Une situation pleine de contradictions

L’unique mobilisation face à cette succession de mesures anti-sociales fut impulsée par le mouvement des Indignés qui a organisé une manifestation devant le parlement le 25 septembre, le jour de l’adoption de ces mesures. Les deux syndicats majoritaires (CCOO et UGT) étaient totalement absents. Lors de la présentation de l’appel à la Grève générale, le secrétaire général de CCOO a insisté sur le fait que « la mobilisation ne sera pas terminée le 14 novembre parce que le conflit se poursuivra ». Une formule habituelle à chaque mobilisation. Pourtant, cela n’a pas empêché des épisodes dramatiques pour le mouvement ouvrier de l’Etat espagnol : signature de la contre-réforme des retraites après la grève générale du 29 septembre 2010, accord sur la compétitivité avec le patronat quelques mois plus tard, etc.

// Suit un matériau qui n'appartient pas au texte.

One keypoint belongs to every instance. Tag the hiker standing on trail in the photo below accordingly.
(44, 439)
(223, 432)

Une orientation qui a généré une méfiance envers ces syndicats et qui explique notamment l’émergence du mouvement des Indignés.
Avec la crise et le gouvernement de droite dure, la situation actuelle est différente et soumet les syndicats a une pression : les marges pour négocier et arriver à un accord sont à chaque fois plus étroites. Et du coté du gouvernement, il n’y a aucune recherche d’une quelconque légitimation de ses politiques, c’est l’imposition d’une ligne pure et dure.

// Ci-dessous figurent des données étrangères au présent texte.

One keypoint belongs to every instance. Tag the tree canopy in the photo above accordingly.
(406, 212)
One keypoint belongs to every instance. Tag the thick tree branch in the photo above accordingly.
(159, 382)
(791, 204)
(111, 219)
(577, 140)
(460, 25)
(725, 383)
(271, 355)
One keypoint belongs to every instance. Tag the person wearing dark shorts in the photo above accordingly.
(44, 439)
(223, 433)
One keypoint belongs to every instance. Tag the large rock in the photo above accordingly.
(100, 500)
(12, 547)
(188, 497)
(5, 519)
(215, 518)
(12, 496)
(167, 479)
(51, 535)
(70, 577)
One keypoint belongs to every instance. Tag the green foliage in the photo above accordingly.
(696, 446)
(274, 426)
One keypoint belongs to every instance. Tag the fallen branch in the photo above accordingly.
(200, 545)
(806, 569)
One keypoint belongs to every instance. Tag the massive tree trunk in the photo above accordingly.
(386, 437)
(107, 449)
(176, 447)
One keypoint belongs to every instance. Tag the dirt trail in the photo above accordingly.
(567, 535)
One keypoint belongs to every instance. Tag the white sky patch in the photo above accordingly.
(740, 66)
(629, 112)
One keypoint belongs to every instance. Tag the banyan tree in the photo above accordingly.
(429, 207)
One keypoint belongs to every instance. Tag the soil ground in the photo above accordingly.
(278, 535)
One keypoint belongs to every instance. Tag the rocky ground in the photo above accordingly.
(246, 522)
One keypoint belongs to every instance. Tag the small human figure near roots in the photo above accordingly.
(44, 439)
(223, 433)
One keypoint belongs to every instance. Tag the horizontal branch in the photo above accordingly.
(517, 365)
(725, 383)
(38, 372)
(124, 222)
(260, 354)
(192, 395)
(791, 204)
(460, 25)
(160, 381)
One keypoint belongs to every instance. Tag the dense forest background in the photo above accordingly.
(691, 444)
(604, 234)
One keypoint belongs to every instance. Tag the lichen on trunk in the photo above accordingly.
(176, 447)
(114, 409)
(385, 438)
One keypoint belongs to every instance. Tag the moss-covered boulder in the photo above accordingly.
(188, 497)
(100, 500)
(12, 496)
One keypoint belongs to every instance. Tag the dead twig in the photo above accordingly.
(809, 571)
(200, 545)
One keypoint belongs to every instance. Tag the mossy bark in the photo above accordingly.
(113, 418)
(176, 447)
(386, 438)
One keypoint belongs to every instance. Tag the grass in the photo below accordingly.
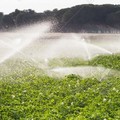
(32, 96)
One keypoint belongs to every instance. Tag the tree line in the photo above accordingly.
(80, 18)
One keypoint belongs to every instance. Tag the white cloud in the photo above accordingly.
(8, 6)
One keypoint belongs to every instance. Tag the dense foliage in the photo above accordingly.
(31, 96)
(80, 18)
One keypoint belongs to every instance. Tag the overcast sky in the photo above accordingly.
(8, 6)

L’heure des choix et la pression de la rue

Il n’empêche que le syndicalisme a été marqué par une orientation défendue ces trente dernières années, par les CCOOO et l’UGT, une orientation basée uniquement sur la négociation et défendue « afin d’éviter que les gouvernements n’impulsent de manière unilatérale leurs réformes et pour peser sur le résultat ». Mais quel bilan ! Non seulement la part du travail dans le revenu national a baissé de 5% en faveur du capital, mais cela a généré une démobilisation. La peur et l’impuissance se sont installées dans la société. Que vont-ils faire maintenant ? L’unique élément nouveau dans le panorama politique de l’État espagnol après la frustration issue de l’attitude des deux centrales syndicales après la grève générale de 2010, fut l’émergence du mouvement des Indignés. Ce mouvement, au delà ce sa réalité organisationnelle a marqué un tournant dans la mobilisation contre l’austérité, en particulier par les formes de mobilisation adoptées. Si les grandes centrales syndicales ne vont pas dans la rue et s’enferrent dans des pseudos-négociations la rue sera occupée par des mouvements de base, par le mouvement des Indignés. Cette réalité est incontournable pour le mouvement syndical, à la base comme dans les directions.

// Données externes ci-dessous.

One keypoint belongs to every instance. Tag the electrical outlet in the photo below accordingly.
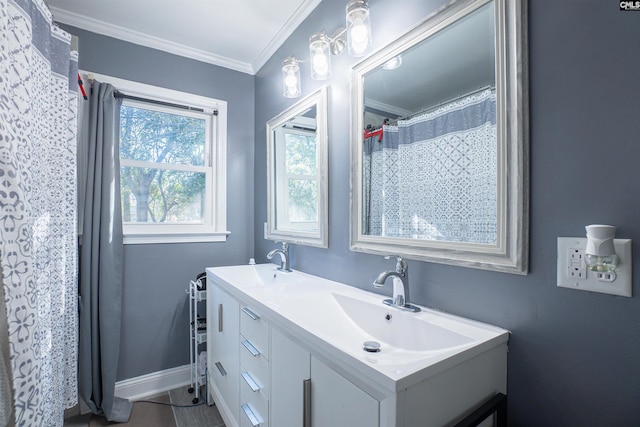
(572, 271)
(577, 269)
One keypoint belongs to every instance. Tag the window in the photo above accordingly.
(172, 165)
(297, 175)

Bittor Ugarte, syndicaliste

1) A elles seules les deux centrales CCOO et UGT ont une représentativité de près de 90% ; les autres (USO d’origine chrétienne, CGT, un des syndicats anarchosyndicaliste avec la CNT, ont une représentativité faible, en dehors de certains secteurs comme les syndicats de l’Education (Intersyndicale).
2) La plate-forme syndicale et associative basque qui avaient appelé à la grève générale le 26 septembre 2012 ne sont pas parvenus à adopter un point de vue commun pour la grève du 14 novembre.